# Designing a mathematical bridge to the Metaverse

A proposed theory for linking 2D Websites to 3D Webspheres, with the goal of accelerating user adoption of 3D/virtual/augmented/mixed reality experiences from VR social networks to virtual e-commerce to immersive live-streaming.

*My intention here is to lay out a possible framework that can be used by the 3D, VR, AR, MR community to start to define how users interfaces in our current 2D web will work together with those in 3D based virtual environments. There are 25 total pages that I sketched out on my Moleskin over August and September. This post is intended to be a first draft. I have added textual context and explanations to the drawings in page 1–10. I intend to do the same for 11–25, but didn’t want to wait for that to be done to share. After all the perfect is the enemy of the good.*

*As this is not a piece of software or code, it does not have a license attached to it. That being said, it is my original thinking and I expect that it will be attributed accordingly. My hope is that these thoughts will light fires in the minds of mixed reality designers, users, inventors, and thinkers and play a small part in moving the mixed reality movement forward._*

*I truly believe that without a “guide” for interpreting 3D environments in our existing 2D web, the pace of adoption of VR/AR technologies will be unnecessarily delayed.*

*Most importantly, I hope that those of you who have the courage and coffee to read this add your improvements, corrections, and suggested modifications. That way, this can be a living document, perhaps even a theory of some sort, with contributions from as many people as possible.*

## Page 1: Fluid movement between 2D and 3D

The user starts in 2D reading the article in the upper right hand corner. She left clicks on the article, which transports her to a websphere W(3,1) — which means 3D websphere number 1. The position of the user in 3D is such that she can read the article comfortably. The text of the article could be on a cube, with the portion she is reading facing her initially, and the cube rotating to reveal the whole article.

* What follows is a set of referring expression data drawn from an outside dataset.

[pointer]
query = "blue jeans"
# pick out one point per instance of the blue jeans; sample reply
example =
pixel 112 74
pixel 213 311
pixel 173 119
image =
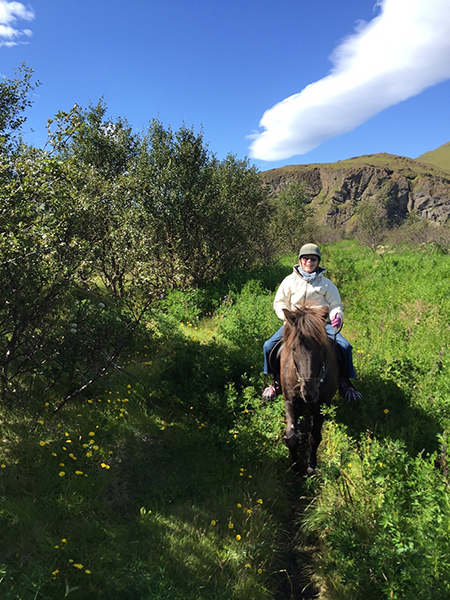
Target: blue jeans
pixel 270 344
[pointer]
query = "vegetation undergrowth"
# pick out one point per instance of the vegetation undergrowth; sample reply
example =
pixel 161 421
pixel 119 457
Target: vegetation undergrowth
pixel 169 478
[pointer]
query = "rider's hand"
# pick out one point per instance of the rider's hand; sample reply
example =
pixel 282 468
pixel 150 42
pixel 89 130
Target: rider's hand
pixel 336 322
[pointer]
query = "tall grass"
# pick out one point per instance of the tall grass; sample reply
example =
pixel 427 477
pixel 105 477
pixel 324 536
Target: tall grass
pixel 171 480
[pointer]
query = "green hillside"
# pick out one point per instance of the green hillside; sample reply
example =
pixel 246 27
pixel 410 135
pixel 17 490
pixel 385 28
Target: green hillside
pixel 440 157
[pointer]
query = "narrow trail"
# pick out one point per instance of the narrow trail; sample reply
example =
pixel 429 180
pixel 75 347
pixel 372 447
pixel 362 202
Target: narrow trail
pixel 295 576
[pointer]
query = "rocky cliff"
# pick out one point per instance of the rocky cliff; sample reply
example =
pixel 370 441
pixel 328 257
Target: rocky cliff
pixel 402 184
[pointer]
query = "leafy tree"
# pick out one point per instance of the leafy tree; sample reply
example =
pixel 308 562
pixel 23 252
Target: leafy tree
pixel 14 100
pixel 206 216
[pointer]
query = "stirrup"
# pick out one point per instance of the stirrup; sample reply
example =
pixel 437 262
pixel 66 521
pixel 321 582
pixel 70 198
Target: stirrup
pixel 349 392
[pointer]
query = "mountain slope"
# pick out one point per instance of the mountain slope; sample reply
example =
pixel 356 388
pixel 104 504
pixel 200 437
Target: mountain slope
pixel 401 184
pixel 440 157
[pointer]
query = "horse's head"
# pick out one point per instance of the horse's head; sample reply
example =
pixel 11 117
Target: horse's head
pixel 307 343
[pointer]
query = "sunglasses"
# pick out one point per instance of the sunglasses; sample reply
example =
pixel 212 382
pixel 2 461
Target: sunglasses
pixel 311 258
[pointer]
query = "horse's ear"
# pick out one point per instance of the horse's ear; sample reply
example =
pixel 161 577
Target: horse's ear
pixel 324 311
pixel 289 316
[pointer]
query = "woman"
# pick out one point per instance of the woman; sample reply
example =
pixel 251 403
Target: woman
pixel 307 284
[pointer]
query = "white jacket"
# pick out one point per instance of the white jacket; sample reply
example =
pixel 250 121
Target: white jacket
pixel 294 291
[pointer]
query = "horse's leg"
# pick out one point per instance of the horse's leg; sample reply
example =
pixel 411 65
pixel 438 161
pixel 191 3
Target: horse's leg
pixel 291 437
pixel 315 437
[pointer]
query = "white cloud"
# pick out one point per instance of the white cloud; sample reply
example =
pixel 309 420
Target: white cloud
pixel 10 13
pixel 402 51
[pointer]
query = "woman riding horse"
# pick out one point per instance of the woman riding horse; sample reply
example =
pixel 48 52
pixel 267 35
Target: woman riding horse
pixel 308 284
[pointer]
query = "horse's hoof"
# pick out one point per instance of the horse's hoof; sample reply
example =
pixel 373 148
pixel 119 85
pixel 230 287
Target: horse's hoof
pixel 291 441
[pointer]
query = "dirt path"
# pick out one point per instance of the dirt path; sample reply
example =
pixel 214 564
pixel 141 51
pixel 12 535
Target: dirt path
pixel 297 553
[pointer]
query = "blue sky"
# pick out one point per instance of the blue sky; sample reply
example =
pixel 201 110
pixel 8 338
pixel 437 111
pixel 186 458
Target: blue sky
pixel 220 67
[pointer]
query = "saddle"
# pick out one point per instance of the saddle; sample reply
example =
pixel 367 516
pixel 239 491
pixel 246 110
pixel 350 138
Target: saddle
pixel 274 361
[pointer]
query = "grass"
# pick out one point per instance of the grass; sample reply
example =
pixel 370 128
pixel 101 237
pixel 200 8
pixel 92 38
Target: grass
pixel 171 479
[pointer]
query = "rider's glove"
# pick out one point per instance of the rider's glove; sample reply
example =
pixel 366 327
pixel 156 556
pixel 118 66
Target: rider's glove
pixel 336 322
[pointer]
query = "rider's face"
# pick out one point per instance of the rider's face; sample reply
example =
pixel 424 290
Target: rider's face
pixel 309 262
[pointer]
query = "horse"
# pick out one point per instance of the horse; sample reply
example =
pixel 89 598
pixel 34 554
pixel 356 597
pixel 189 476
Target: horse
pixel 309 379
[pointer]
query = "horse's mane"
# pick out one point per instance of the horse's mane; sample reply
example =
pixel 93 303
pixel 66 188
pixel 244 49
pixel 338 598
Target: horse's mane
pixel 305 325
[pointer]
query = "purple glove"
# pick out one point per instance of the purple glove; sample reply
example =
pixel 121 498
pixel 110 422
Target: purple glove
pixel 336 322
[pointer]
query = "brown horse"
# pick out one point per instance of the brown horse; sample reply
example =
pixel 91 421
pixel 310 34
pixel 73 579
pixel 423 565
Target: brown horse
pixel 309 379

The avatar shown in W(3,1) corresponds to a user in Madrid, Spain. She can experience the 3D news cube via virtual reality, augmented reality, or merely as a 3D scene on the web. In other words, the user of a headset is not required. That being said, the example here, and in the next pages, assumes that the user is using a headset. The reason this assumption is important is that the field of view emanates directly from the avatar’s eyes, as opposed to a camera placed behind or next to the avatar.

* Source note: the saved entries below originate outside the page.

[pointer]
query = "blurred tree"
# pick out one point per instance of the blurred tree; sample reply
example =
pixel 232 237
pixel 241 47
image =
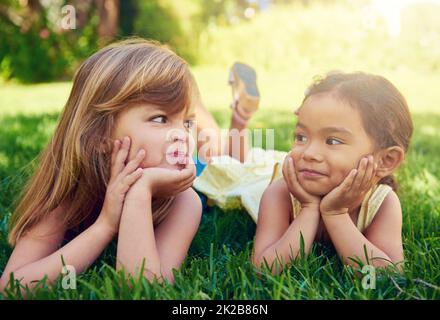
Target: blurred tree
pixel 108 12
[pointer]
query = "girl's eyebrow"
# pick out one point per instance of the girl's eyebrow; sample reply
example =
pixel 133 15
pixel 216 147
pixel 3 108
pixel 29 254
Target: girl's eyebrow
pixel 328 129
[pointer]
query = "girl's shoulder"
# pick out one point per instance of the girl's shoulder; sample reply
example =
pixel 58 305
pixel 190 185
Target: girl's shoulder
pixel 382 204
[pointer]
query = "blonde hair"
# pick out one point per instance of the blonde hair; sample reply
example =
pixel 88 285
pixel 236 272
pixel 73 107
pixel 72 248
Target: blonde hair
pixel 74 168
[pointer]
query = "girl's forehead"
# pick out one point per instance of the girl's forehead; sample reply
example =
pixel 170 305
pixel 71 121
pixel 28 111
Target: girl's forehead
pixel 324 110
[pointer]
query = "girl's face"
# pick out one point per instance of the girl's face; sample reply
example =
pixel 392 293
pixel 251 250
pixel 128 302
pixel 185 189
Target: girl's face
pixel 329 139
pixel 165 137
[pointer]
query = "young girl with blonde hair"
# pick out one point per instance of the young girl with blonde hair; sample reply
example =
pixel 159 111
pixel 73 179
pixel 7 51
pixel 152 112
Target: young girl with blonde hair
pixel 117 166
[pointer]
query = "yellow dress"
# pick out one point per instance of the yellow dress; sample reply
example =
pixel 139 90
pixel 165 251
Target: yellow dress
pixel 370 204
pixel 233 185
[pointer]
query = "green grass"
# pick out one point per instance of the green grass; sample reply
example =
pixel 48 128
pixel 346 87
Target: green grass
pixel 218 266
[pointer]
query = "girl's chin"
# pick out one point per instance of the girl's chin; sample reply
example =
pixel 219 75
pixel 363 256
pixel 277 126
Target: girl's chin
pixel 314 190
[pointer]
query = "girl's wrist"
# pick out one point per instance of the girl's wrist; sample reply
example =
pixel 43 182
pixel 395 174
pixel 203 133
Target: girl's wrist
pixel 103 228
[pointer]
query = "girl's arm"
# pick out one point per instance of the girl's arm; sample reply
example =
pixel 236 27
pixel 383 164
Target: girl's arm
pixel 276 241
pixel 165 247
pixel 37 254
pixel 382 239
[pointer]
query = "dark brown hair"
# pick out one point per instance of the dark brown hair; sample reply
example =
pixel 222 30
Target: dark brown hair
pixel 383 109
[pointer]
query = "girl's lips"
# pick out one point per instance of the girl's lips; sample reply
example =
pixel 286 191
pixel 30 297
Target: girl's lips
pixel 311 174
pixel 177 157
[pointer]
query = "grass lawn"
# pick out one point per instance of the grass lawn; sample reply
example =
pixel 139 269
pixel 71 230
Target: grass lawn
pixel 218 265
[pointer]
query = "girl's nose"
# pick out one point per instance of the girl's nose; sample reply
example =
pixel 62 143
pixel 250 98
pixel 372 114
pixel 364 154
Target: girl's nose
pixel 312 153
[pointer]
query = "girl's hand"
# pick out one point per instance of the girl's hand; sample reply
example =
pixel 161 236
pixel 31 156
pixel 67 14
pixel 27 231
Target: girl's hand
pixel 121 179
pixel 162 183
pixel 350 193
pixel 306 199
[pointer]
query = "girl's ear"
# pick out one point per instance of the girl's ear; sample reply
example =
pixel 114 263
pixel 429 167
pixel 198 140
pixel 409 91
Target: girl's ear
pixel 389 160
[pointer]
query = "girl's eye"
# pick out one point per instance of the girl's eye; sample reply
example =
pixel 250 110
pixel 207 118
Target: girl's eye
pixel 189 124
pixel 159 119
pixel 300 138
pixel 333 141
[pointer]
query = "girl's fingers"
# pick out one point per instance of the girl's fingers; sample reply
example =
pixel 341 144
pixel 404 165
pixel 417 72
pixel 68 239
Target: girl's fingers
pixel 291 171
pixel 122 156
pixel 134 164
pixel 130 179
pixel 360 175
pixel 368 174
pixel 347 184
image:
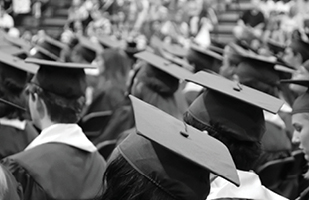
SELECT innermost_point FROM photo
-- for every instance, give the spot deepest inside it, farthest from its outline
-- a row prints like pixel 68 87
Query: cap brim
pixel 59 64
pixel 206 52
pixel 18 63
pixel 169 132
pixel 237 91
pixel 163 64
pixel 12 104
pixel 301 82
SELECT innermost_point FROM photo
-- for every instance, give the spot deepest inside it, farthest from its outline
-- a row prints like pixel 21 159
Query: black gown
pixel 58 171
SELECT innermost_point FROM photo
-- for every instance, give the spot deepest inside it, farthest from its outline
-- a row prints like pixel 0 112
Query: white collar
pixel 70 134
pixel 250 188
pixel 14 123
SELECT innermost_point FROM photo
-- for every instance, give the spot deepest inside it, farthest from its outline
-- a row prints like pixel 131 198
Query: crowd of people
pixel 135 100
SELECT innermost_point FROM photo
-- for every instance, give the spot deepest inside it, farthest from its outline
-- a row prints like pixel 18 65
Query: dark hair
pixel 12 83
pixel 244 153
pixel 123 182
pixel 60 109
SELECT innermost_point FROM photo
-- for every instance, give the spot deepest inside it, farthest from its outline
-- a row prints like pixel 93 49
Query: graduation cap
pixel 300 46
pixel 275 46
pixel 63 79
pixel 257 68
pixel 175 50
pixel 47 48
pixel 19 42
pixel 160 72
pixel 87 49
pixel 174 156
pixel 163 64
pixel 108 42
pixel 233 105
pixel 301 103
pixel 204 58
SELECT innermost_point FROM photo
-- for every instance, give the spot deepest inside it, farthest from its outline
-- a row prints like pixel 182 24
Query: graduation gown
pixel 250 188
pixel 14 189
pixel 61 163
pixel 15 139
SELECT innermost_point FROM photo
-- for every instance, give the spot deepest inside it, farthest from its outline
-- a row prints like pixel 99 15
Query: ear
pixel 40 105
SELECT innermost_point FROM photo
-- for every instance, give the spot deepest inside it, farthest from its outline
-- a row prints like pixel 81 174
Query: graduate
pixel 165 159
pixel 233 114
pixel 16 132
pixel 61 163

There is an equivalent to this perspective in a non-immersive 3D environment — essentially an “in avatar” viewpoint — something that is commonly used by experienced users of Second Life.

This avatar moves along the (x,y,z) local coordinates from time t to t1. The movement in this case is towards the edge of the sphere. Another avatar A4 is represented as standing above the news cube at time t. The 6 dimensional coordinates of A4 at t denoted as W(A4t) are (2,-3,3000) in the (a,b,c) universal coordinate space and (0,5,100) in the local space.

At time t1 A4 finds himself in a different websphere W(3,2) — meaning 3D websphere number 2.

This new position is the result of A4 having accessed a 3D hyperlink that connects W(3,1) to W(3,2).

W(3,2) is represented as relatively near W(3,1) in the universal coordinate space, thus c = 2950 for A4 in W(3,2) at time t1, whereas c = 3000 for A4 in W(3,1) at time t.

Now here is the tricky part. The news cube in W(3,2) does not contain the same story as W(3,1).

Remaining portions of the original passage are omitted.